Sunday, March 3, 2013

More Protected Than Necessary


The Dream: I'm in a foreign land. A Chinese woman is in charge: she's the dictator. A group of us sit in an informal semicircle on the ground in front of her. I see that others are expected to show ID cards in the shape of credit cards when she calls on them. They are dispatched according to her wishes. When my turn comes I have my identity card in my hand. I'm ready. I feel proud of myself for this preparedness. When she sees from my card that I'm an American I'm dealt with lightly. She suggests a couple of museums I “should” see.

I have a large bag. I open it and see the two raincoats I had bought earlier for a very good price, this being China. The coats come out, and so does a brown liquid. One of the coats was supposed to be the traditional raincoat tan, and the other, brown. The attempt to dye one brown has not been successful, but neither has it damaged either coat. “What,” I wonder, “am I supposed to do with two identical coats?” I decide to give one to Barbara. It occurs to me that Barbara might not want one of these, she can be very particular at times. Then what? I'm not sure. I go I search of the museums the authority recommended, but there are so many that I don't think I'll be able to locate these particular two. I would like to see them.

Interpretation:
Dreams are usually triggered by something from the day or two before the dream, and it's sometimes helpful to figure out what. In this dream, the search for the museums was sparked by a television news segment on Burma that showed very large, deserted public buildings. Getting a pass for being an American echoed a story I'd heard the night before from a Jeopardy contestant who was traveling in a foreign country when he missed the last train of the day and the waiting room closed. He resorted to sleeping in the hallway.  A cop came along and said, “Oh, I thought you were a bum; but I see you're an American.”
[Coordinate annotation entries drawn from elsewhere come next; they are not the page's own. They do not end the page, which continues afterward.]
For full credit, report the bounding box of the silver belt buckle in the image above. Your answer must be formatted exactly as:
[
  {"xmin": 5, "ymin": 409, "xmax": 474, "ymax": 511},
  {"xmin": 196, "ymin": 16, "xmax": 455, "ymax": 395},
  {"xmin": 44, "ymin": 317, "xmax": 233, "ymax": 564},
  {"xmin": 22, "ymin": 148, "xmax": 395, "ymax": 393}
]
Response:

For its own reasons, the dream generator put these things together. Why? An inner authority figure (the Chinese dictator) who knows who I am (she's seen my ID card) tells me to look at some old stuff (go to some museums). My protective gear (raincoats) is not what I expected, and I find I have more than I need. It protects me from water signaling that it's there to shield me from emotion--tears, grief. My inner artist (Barbara) is likely to spurn this protection, and that makes me uneasy. I haven't yet brought to consciousness the particular old stuff I'm meant to see—unless it my dawning realization of how many people were good to me, and how irretrievably lost to me they are.